The basic coherence of my original design for the paper would have basically been: 

  1. Introduce the problem.
  2. Use the problem and empirical data to challenge established thought.
  3. Challenge the problem further by exploring the game changes of large format cinema.
  4. Challenge the problem even further by counter-balancing the large format argument with the game changes of smaller modes and then demonstrates how these smaller connected modes lead to a vastly bigger picture, a bigger picture that impacts all human knowledge and every manisfestation of the spectator and the spectacle. 
  5. Conclusion - it is time to intellectually shape up! 

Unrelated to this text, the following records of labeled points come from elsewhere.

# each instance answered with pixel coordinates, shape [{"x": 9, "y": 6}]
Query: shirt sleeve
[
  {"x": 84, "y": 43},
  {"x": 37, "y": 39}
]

“Cyberspace. A consensual hallucination experienced daily by billions of legitimate operators, in every nation... A graphic representation of data abstracted from banks of every computer in the human system. Unthinkable complexity. Lines of light ranged in the nonspace of the mind, clusters and constellations of data. Like city lights, receding...”

- William Gibson, Neuromancer, 1984.


The internet is this bigger picture and it has connected our species and our knowledge together in a way never before embodied. That embodiment is demanding us to nurture new attitudes, new intellectual considerations and new belief systems. The same is true of Film and Media Studies and Chapter Three would have provided further testimony for this. 

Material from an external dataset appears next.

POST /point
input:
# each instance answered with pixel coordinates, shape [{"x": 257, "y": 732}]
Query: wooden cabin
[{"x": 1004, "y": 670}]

Some notes for Chapter Three

The basic DNA of this intention remains in Ways of Being, I crammed it in as best I could:

"This dissertation was written for a Film Studies course entitled ‘Film and Screen Studies’ and, therein with the addition of ‘Screen’, lies an acknowledgement of the need to study a much wider field, e.g. television, video games, internet content, etc. Therefore, while progressive thinking is not dominant, it is something that is gradually being nurtured. The plethora of audio-visual content that now exist means that Film Studies is no longer just about films."
- Ways of Being: The Spectator and the Spectacle, 2013:107

Some of these further considerations of smaller modes did make it into Appendix I: The Multiplex is in Your Pocket. However, something else eventually came out of this aborted chapter, something I had not counted on

This is something that I discuss at more length in Something #todowithfilm: My Path, My Story and My Research Web

It was the external manisfestations, it was the internal manifestation of the spectator and spectacle that I struggled

When I later gave the Appendix I a polish, just before I submitted the paper, a thought occured to me and it made me question the way in which I had been writting about the spectator and the spectacle up until that point:

"Everything that has been presented throughout this paper is representative of the shift in thinking that is slowly taking place alongside the digitalisation of cinema and needs to continue to take place! In moving away from the cave [our comfort zones], we have stopped viewing spectacle content on a screen, and we now experience and interact with it via an interface. If there is a great deal of neurobiological participation happening on the spectator’s part, then perhaps this offers a more accurate way to talk about the process by which the spectator interfaces with any type of film spectacle."
- Ways of Being: The Spectator and the Spectacle, 2013:151


This is the only point in the paper when I refered to the process by which the spectator interfaces with the spectacle. There were two other instances where I had utilised the phrase in a similar manner:


  • Chapter Three: the Multiplex is in Your Pocket: The Further Diverging Modes of the Spectacle and their Interfacing Relationship with the Spectator
  • Appedix I: The Multiplex is in Your Pocket: The Implications of the Interfacing Relationship of the Spectator and the Spectacle


However, In the subtitle of the aborted Chapter Three and the subtitle for Appendix I, the means of interfacing I am refering to is the tangible external modes (IMAX screen, iPad, book, painting etc.) through which the data to enable this later criss-cross of spectator and spectacle to occur. 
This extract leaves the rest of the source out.